Brexit Undermines the Attractiveness of the City of London

 

The London Stock Exchange is at risk of losing its status as the premier financial centre in the world. This is the conclusion drawn from the latest benchmarking data collected for the City of London Corporation. For the past three years, the local authority that governs the stock exchange district in the British capital has been assessing the competitiveness of the main financial centres on the basis of 95 criteria.

 

 

According to the latest surveys, London and New York are now ranked top among the world’s financial centres. This makes 2022 the first year in which London no longer holds the sole pole position. At the same time, other financial centres such as Frankfurt and Paris were able to increase their attractiveness faster than London.

 

In the study, London received an overall competitiveness rating of 60 points, up from 59 points in the previous year. New York was able to improve the valuation by two points due to its high growth in tech investments and the issuance of sustainable financial products and equalize it with London. Singapore finished third with 51 points, while Frankfurt received 46, Paris 43 and Tokyo 35 points.

 

The impact of Brexit is likely the main reason for this development.
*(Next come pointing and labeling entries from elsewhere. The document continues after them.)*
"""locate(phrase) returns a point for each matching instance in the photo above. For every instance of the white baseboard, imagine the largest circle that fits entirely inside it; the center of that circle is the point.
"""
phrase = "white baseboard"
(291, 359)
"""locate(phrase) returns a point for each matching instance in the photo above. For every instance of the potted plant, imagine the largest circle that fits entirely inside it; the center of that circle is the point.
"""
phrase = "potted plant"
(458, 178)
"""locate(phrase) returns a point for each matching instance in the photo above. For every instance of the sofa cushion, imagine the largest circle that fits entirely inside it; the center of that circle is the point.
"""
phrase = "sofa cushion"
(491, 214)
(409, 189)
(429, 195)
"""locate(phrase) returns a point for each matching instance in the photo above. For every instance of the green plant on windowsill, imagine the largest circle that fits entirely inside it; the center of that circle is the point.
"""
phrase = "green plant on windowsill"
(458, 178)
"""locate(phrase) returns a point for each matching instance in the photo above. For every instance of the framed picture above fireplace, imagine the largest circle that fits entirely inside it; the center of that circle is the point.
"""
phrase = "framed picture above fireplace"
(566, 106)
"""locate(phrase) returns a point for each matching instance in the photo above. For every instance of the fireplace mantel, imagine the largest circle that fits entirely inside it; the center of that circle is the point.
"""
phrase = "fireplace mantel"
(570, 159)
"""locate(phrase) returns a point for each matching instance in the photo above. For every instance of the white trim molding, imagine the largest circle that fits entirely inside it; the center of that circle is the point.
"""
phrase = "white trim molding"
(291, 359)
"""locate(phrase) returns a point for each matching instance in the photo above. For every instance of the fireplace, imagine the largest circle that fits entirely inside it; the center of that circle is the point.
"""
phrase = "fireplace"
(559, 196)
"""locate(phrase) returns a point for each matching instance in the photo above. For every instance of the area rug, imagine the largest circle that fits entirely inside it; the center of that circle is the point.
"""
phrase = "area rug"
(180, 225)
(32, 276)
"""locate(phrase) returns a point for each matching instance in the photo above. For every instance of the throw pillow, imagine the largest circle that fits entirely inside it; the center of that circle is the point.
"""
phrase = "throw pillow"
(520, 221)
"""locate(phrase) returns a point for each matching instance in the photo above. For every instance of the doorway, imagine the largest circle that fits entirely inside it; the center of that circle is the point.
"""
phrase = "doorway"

Financial experts have been warning for years that after Britain’s departure from the European Union, companies would relocate their activities to the EU and London could lose its place as a top financial centre. Amsterdam has replaced London as the leading centre for stock trading in Europe. Two recent decisions show that the London Stock Exchange has lost its appeal. The Irish building materials group CRH decided on its first listing for New York and the British chip designer ARM plans its IPO in New York and not as originally planned in London.

 

Any greater loss of significance would have serious consequences. The financial industry is one of the most important pillars for the UK economy. According to the City of London Corporation report , the UK’s financial and business services sector generated the largest trade surplus of any country in 2022, at £64 billion.

 

London continues to perform very well in terms of factors such as innovation, the reach of its financial activities, resilience and corporate infrastructure, as well as in terms of regulation. A key factor in the future of the city is that Britain continues to attract international talent. Foreign employees make up about 40 percent of the workforce in the city.

 

The British government wants to counter the decline by means of a reform for banks and financial service providers. This includes a relaxation of capital requirements for smaller financial institutions. The rules that require banks to hedge their retail transactions with a capital cushion in order to protect deposits are also to be revised. In addition, it is intended to relieve institutions that are focused on business with private customers.

 

In total, many of the planned changes are likely to be of benefit mainly for the smaller banks. The British government also wants to promote competition in the sector, which is currently dominated by large banks such as HSBC, Barclays, Lloyds and NatWest. The government also intends to review EU requirements for equity and bond trading, known as “MiFID II”. The London stock exchange operator LSEG itself is adapting its business model to new growth markets. Similar to Deutsche Börse, for example, the LSEG is increasingly relying on data services such as the analysis of financial data for banks, asset managers and financial service providers.